- The White House Management Office sent a confidential staff-wide email on March 24 warning employees against using non-public information to trade financial markets or prediction platforms — the day after anomalous futures trading preceded a Trump Truth Social post by 15 minutes
- In the two minutes before Trump’s 7:05 a.m. post announcing a pause on Iran strikes on March 23, contracts covering at least 6 million barrels of Brent and WTI crude changed hands — roughly 8x the average volume for that time window over the prior five trading days
- A series of well-timed, anonymous Polymarket accounts have generated hundreds of thousands of dollars in profits on Iran-related bets; profitable pre-announcement bets also appeared around the U.S. capture of Venezuelan strongman Nicolas Maduro earlier this year
- Some Polymarket payouts on Middle East bets are now frozen in a dispute over what constitutes a ceasefire; the White House denies any staff wrongdoing but acknowledged the email, calling any implication of misconduct “baseless and irresponsible”
What Happened?
The White House sent a staff-wide internal email on March 24 reminding employees that federal ethics rules prohibit using non-public government information for personal financial gain — including placing trades on financial markets or prediction platforms like Polymarket.
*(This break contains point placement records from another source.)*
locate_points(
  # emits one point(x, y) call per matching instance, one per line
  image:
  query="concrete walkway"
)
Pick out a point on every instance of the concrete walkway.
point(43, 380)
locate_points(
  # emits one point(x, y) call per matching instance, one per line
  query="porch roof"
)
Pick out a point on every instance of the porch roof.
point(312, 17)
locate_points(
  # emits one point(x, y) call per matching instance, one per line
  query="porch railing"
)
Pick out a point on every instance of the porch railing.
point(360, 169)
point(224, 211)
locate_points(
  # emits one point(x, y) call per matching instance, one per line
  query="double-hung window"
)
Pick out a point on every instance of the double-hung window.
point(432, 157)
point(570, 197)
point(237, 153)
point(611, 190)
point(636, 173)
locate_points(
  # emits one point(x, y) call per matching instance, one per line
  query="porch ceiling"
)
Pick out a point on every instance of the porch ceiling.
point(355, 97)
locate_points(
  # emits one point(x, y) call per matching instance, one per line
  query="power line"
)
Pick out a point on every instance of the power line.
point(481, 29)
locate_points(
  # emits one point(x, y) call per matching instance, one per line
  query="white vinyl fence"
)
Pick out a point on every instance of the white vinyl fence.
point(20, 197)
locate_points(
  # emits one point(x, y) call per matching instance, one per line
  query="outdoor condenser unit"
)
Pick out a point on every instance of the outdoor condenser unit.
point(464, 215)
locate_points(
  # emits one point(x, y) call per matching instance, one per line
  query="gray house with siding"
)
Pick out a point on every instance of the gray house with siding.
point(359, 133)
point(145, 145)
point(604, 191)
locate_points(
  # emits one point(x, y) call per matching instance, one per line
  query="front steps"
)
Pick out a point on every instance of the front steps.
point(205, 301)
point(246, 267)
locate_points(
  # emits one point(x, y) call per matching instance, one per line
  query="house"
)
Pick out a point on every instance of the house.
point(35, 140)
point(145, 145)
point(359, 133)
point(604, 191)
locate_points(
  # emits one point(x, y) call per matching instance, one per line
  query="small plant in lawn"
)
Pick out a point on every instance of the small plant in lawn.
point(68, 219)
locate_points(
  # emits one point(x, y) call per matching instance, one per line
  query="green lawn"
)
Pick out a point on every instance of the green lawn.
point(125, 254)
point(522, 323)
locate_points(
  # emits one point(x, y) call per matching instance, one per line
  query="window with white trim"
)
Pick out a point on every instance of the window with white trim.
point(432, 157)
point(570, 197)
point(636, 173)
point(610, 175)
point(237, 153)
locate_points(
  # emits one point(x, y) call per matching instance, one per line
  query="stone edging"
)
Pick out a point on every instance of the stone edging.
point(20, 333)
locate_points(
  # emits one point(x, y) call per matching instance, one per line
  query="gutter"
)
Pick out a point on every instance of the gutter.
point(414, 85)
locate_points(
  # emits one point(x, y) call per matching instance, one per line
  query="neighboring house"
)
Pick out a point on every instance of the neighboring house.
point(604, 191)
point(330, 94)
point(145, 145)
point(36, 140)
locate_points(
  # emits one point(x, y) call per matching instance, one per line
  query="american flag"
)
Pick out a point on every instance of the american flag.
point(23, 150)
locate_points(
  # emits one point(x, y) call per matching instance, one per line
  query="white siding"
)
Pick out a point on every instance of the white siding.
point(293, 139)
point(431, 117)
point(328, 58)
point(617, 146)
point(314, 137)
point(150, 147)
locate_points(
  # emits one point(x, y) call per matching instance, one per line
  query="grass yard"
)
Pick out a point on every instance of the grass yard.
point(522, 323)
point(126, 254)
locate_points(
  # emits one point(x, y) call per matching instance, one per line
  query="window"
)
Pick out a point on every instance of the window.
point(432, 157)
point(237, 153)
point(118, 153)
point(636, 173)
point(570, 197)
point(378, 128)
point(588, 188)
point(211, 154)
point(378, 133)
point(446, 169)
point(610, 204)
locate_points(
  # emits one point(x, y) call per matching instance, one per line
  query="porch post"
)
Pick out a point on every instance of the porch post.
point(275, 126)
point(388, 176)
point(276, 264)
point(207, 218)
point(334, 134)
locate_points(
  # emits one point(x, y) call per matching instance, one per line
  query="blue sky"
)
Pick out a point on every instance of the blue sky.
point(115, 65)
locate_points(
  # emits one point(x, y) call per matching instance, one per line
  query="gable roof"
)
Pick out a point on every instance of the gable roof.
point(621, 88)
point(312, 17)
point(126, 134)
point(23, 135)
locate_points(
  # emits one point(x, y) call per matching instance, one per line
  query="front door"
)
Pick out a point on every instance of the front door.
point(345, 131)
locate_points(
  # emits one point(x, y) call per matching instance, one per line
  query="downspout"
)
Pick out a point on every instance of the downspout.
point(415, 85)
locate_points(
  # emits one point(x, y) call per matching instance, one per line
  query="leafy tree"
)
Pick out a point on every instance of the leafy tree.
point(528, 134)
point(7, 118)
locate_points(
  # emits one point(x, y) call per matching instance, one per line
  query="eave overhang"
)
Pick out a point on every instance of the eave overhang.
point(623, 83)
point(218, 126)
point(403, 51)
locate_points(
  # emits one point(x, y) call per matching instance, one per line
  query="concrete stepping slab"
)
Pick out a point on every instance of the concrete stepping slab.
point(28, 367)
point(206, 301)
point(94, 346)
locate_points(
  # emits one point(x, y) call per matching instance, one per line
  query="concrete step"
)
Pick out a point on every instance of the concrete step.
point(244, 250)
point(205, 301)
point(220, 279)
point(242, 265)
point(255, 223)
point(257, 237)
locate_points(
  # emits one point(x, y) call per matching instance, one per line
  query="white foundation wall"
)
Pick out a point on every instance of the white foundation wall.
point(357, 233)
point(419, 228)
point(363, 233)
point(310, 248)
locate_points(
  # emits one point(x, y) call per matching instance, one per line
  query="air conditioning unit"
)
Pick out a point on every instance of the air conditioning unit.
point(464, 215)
The email, sent from the White House Management Office, came one day after an extraordinary anomaly in crude oil futures markets: in the two minutes from 6:49 a.m. on March 23, contracts covering at least 6 million barrels of Brent and WTI crude changed hands — roughly eight times the average volume for that window over the previous five trading days. Trump’s Truth Social post announcing a five-day pause in his threat to attack Iranian power plants was published at 7:05 a.m., sending oil prices tumbling and equities surging. The email was first reported by the Wall Street Journal.
Why It Matters?
The timing and scale of the pre-announcement crude futures trading is statistically striking and part of a broader pattern. A series of freshly created, anonymous Polymarket accounts have placed well-timed bets on Iran-related outcomes and collected hundreds of thousands of dollars in profits. Similar pre-announcement trades appeared ahead of the U.S. capture of Nicolas Maduro in Venezuela. These patterns have pushed the insider trading question into mainstream regulatory and Congressional attention — at a moment when prediction markets are processing billions weekly, lack the consumer protections of regulated securities markets, and are actively supported commercially by the Trump family. The White House email signals that the administration is aware the optics are serious, even as it denies wrongdoing.
What’s Next?
Polymarket has frozen some Middle East-related payouts pending a dispute over ceasefire definitions — a development that may pull some suspicious trades into public legal view. Congress is considering legislation to ban government officials from trading on events where they possess material non-public information. The CFTC, FBI, and SEC have not announced investigations but retain jurisdiction. With the Iran ceasefire fragile and further market-moving announcements likely in coming weeks, pressure on both the prediction market industry and the administration to demonstrate that Situation Room intelligence is not reaching trading desks will only intensify.